Orthodox religion and rom-com hijinks match surprisingly well in The Wedding Plan
Through The Wall, it was called back in Israel. Honestly, The Wedding Plan fits it better. What else would you name a romantic comedy about a woman who decides to stick to her wedding date, even after her fiancé up and leaves her? What better title could you find for a film about a bride-to-be planning her nuptials around the absence of a groom, with just 30 days to find and fall for someone new? Omit a few details and you could be describing a lost Julia Roberts vehicle. (Can’t you just see the poster, with a little plastic bride, positioned next to a little plastic question mark at the top of a wedding cake?) But the details matter. Because The Wedding Plan isn’t just the Israeli version of a Hollywood movie you’ve seen a hundred times before. It’s also the Jewish Orthodox version, featuring a heroine whose harebrained sprint for the altar stems from something more than just screwball determination. She’s living on a literal prayer that God will find her a new husband by the deadline. And did we mention that the ceremony is scheduled for the eighth night of Hanukkah?

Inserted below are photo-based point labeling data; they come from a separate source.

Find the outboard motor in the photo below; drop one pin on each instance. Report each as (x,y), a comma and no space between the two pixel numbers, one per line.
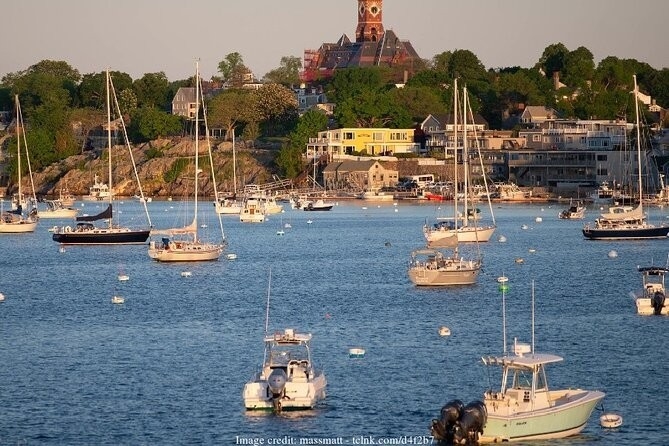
(444,427)
(471,424)
(657,302)
(276,383)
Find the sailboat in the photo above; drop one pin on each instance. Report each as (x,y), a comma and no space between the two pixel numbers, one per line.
(15,221)
(431,267)
(183,244)
(230,205)
(627,222)
(85,232)
(445,227)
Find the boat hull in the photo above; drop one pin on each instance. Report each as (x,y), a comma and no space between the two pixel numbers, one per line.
(103,237)
(18,227)
(59,213)
(559,421)
(427,277)
(632,233)
(466,234)
(298,395)
(198,252)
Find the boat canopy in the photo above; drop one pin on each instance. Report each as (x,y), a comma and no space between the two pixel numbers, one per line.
(106,214)
(653,270)
(624,213)
(530,361)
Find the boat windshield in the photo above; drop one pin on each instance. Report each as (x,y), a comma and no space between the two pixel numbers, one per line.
(281,355)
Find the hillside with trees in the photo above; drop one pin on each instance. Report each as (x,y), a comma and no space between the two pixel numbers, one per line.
(61,107)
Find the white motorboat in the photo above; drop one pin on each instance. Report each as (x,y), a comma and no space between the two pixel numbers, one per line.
(318,205)
(288,379)
(575,211)
(430,267)
(523,408)
(651,301)
(252,211)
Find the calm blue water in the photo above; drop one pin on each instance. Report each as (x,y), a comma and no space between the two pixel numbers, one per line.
(168,366)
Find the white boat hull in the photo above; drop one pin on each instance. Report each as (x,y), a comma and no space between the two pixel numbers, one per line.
(427,277)
(466,234)
(298,395)
(17,227)
(185,252)
(59,213)
(567,416)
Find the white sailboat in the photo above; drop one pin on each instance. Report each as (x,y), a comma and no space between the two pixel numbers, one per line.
(230,205)
(627,222)
(466,231)
(183,244)
(15,221)
(86,232)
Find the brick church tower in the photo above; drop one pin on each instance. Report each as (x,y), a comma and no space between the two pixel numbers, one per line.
(370,21)
(373,46)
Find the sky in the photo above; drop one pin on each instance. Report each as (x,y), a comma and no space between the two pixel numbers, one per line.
(150,36)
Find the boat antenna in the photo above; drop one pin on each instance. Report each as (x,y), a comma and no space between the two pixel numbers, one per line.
(269,285)
(532,317)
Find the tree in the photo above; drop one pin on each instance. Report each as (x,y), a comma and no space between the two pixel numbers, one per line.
(233,70)
(152,90)
(277,108)
(230,109)
(579,67)
(288,73)
(553,59)
(149,123)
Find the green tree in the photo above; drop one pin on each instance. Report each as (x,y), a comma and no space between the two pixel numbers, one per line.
(288,73)
(276,106)
(149,123)
(579,67)
(230,109)
(233,70)
(553,59)
(152,90)
(289,159)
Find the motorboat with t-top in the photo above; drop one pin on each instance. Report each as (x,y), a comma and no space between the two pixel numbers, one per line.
(651,301)
(522,408)
(288,379)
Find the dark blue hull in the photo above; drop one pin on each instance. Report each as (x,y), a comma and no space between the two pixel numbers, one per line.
(644,232)
(131,237)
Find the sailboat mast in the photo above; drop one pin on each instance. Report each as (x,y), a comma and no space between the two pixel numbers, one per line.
(455,154)
(638,139)
(18,146)
(197,139)
(465,157)
(111,188)
(234,166)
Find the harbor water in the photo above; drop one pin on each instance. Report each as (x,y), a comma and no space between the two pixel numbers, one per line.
(167,367)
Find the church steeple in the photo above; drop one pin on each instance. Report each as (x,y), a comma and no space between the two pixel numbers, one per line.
(370,21)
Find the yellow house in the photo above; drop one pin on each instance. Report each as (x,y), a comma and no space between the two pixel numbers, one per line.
(362,141)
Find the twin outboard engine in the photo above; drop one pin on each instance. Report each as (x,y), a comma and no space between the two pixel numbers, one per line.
(658,302)
(460,424)
(276,384)
(443,429)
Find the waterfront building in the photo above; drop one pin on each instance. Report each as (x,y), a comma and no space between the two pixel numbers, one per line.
(339,143)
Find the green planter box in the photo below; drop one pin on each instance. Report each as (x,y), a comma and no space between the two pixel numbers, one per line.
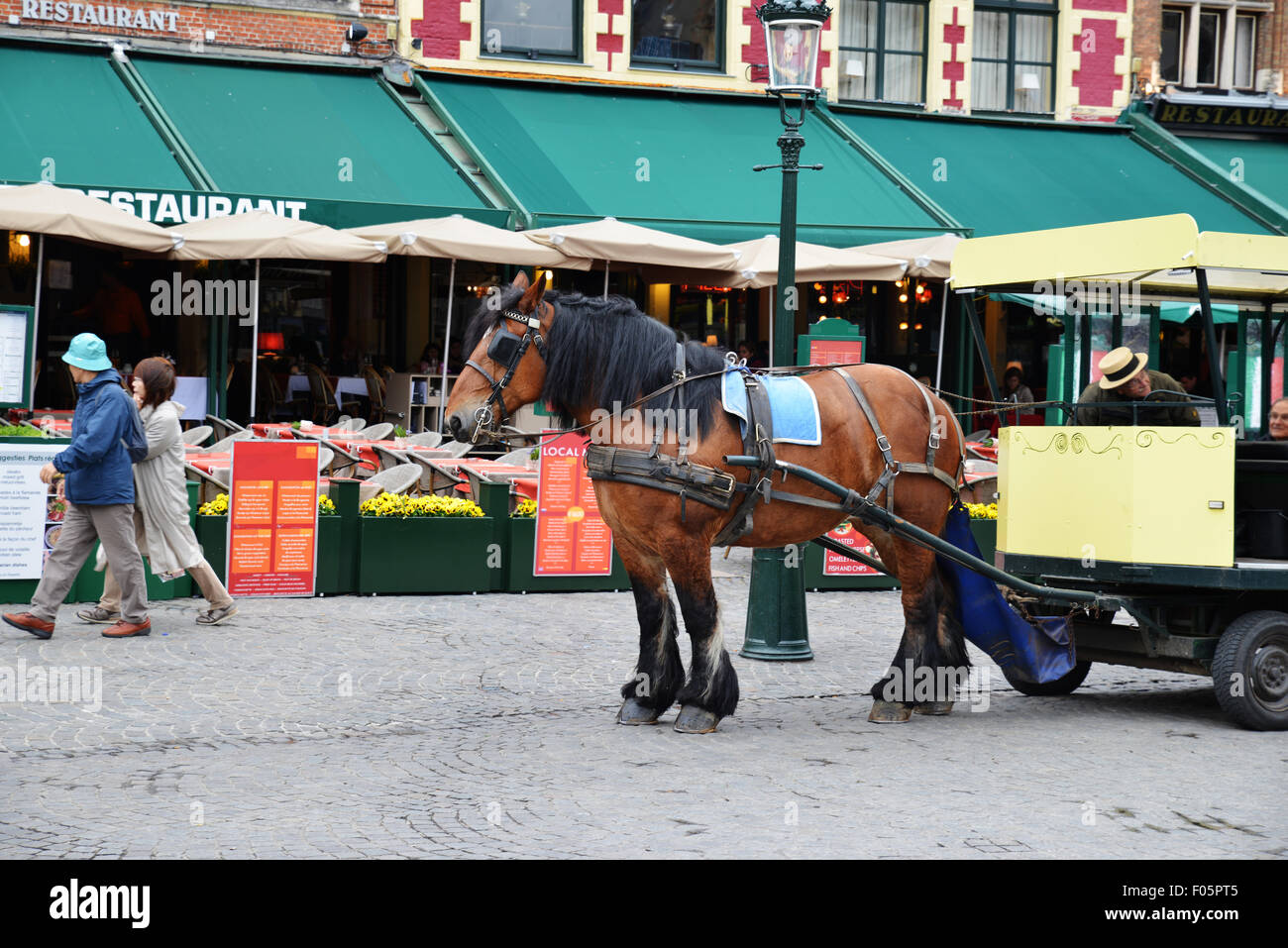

Maybe that sounds like a drag. Maybe, a secular rom-com enthusiast might complain, the last thing this genre needs is a dash of dogma. But in marrying date-movie conventions to reverent tradition, The Wedding Plan brightens both. It’s the second feature from writer-director Rama Burshtein, whose debut, Fill The Void, tackled the intense pressure put on women of the Haredi community (a subculture as hermetically sealed, in its own way, as the landed gentry), all while daring to suggest that maybe, just maybe, an arranged marriage could work out. Burshtein has what you could call a fresh perspective: Born in New York and raised in Tel Aviv, before converting to Orthodox Judaism in her mid-20s, she comes at the devout lifestyle with an insider’s experience and an outsider’s inquisitiveness. Her films travel well, because they do more than preach to their choir; they’re too searching, too concerned with what it’s actually like to live under holy rules, to ever be called evangelical.
The Wedding Plan, a religious film with the heartbeat of a crowd-pleaser (or maybe vice versa), wastes no time establishing its stakes. The opening scene introduces Michal (Noa Koler), who’s come to a local matchmaker—the old-school, analog answer to a dating website—for help in finding an eligible, suitably Orthodox bachelor. Michal, who runs a mobile petting zoo from Jerusalem (her apartment is a makeshift menagerie—one monkey wrench in her love life, perhaps), is restlessly single at 32. “What do you want?” the matchmaker asks again and again, and as Michal’s canned, boilerplate answers give way to tearful honesty, we understand all that really brought her there: not just a desire to honor God through marriage, but also the less selfless desire for security and companionship, to get her parents off her back, even just to escape the cyclical disappointment of the dating scene. Right from the start, The Wedding Plan has located a sweet spot between the specific and the universal; as in Fill The Void, the characters and their feelings are relatable, no matter how unfamiliar and even restrictive their world may look to certain audiences.
But this is a breezier confection than Burshtein’s last one; it’s closer to Nora Ephron than Jane Austen. When she’s dumped, maybe a scene later, while tasting entree options with the payot-sporting fellow who’s too hastily agreed to marry her, Michal makes a vow: She’ll continue planning the ceremony, keeping the faith that Mr. Right will present himself before the month (and Hanukkah) is up. This leads to a string of blind dates with various suitors: the oddball who averts his eyes from every potential partner, in order to assure that whoever he marries will be the most beautiful woman he’s ever seen; the deaf bachelor whose translator struggles to convey Michal’s unusually inflexible timetable; a handsome, charming pop star (Oz Zehavi) who’s perfect in every way, save for the fact that he clearly sees spirituality as a new craze rather than a true following. With only a little tweaking, one could imagine Kristen Wiig bumbling through similar episodes. But Koler, the film’s largely unknown star, always keeps the emotions real. She’s about as down-to-earth as someone determined to meet and marry her soul mate within 30 days can seem.
The Wedding Plan employs its supporting cast as a collective voice of reason; even those rolling with Michal’s outlandish leap of faith can’t help but gently suggest that, hey, maybe God helps those who cut their losses. Is Michal putting her full trust in the biggest matchmaker of them all, as some kind of expression of her devotion? Or is she secretly just banking on a miracle? It’s a debate that Burshtein smuggles into this high-concept charmer, along with other insights about what it means to be a single woman, faithful but independent of spirit, in a culture that puts a major premium on pairing off. In the end, The Wedding Plan doesn’t exactly shatter the conventions of its adopted genre, any more than it genuinely challenges the belief system of its characters. In fact, the climax simultaneously affirms both, in a manner so predictable that even identifying all of the story’s supporting players would probably give away the game for plenty of readers. All the same, the ending is pure cornball bliss, rewarding faith in conventions and creed alike. Turns out that, every once in a while, wedding something old to something borrowed can make something new.